La política energética es una de las asignaturas pendientes de España y de Europa, en un contexto macroeconómico y geopolítico muy convulso. Garantizarse un suministro de energía estable, limpio, abundante y barato resulta esencial para que una economía sea competitiva y eficiente a nivel global. A día de hoy, los socios europeos se enfrentan al reto de hacer compatible una descarbonización de la economía (incrementando el porcentaje de energía renovable en el mix de producción) que no comprometa el abastecimiento. Este desafío encierra una mayor complejidad por el rechazo de algunos ecologistas a la energía nuclear, aunque esta no genere dióxido de carbono.
En la reciente cumbre de la OTAN, los europeos evidenciaron sus propias contradicciones. Así, exigieron a los EEUU que siguieran contribuyendo de forma mayoritaria a la Alianza Atlántica para compensar la amenaza de Rusia (aunque ellos no cumplan el compromiso de gasto del 2% del PIB en Seguridad y Defensa, tal como establece el Tratado).
Pero, al mismo tiempo, el bloque económico del Viejo Continente tiene una dependencia energética del exterior del 53,6% e importa casi un 30% del gas que consume desde Rusia o naciones de su esfera de influencia.
Los países europeos limitan de momento las soluciones a criticar a Donald Trump. Sin embargo, se enfrentan a problemas graves: una notoria escasez de fuentes de suministro energético seguras y consistentes, tras haber renunciado a dar la batalla por la estabilidad en Turquía o en el norte de África. La práctica totalidad de las entradas a Europa están gobernadas por regímenes dictatoriales con los que existe una escasa capacidad de interlocución. Algo que no sucedía en el pasado, cuando al menos había unas buenas relaciones diplomáticas con Turquía, Egipto, Libia o la propia Rusia.
Con este cuello de botella (uno más si contamos el Atlántico, donde no se ha avanzado en el establecimiento de rutas de importación de petróleo y gas procedentes de Estados Unidos), es imprescindible desarrollar un marco regulatorio estable de la energía renovable, tras las torpes improvisaciones precedentes. Se trata de aprovechar la enorme inversión realizada por países como España para ascender por la curva de aprendizaje e ir menguando la dependencia energética. Así lo ha hecho por ejemplo Suecia, que ha conseguido rebajarla hasta el 37%, con un peso de las renovables superior al 50%, o los países bálticos, Finlandia o Dinamarca, donde estas alcanzan el 30% y el 40%, sobre todo gracias a la energía eólica.

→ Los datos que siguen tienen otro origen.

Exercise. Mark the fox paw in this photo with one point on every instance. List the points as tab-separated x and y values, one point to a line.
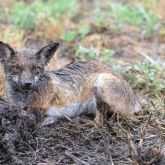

En este entorno incierto, el mercado ibérico de la electricidad avanza en la buena dirección, ya que ha reducido la dependencia energética en casi 10 puntos porcentuales, a la par que el peso de las renovables se ha incrementado en ocho. Esperemos que esta tendencia no sea perturbada por la ley sobre el cambio climático que se presentará en diciembre. No en vano, que nuestro recibo de la luz sea el tercero más caro de Europa no se debe no a las eléctricas, sino a que incorpora un 57% de impuestos y otros recargos. Tributos con los que pagar los errores sobre las energías renovables de un célebre político socialista. Esperemos que la nueva ministra de Transición Energética no contribuya a gravar, más aún, al expoliado sector eléctrico.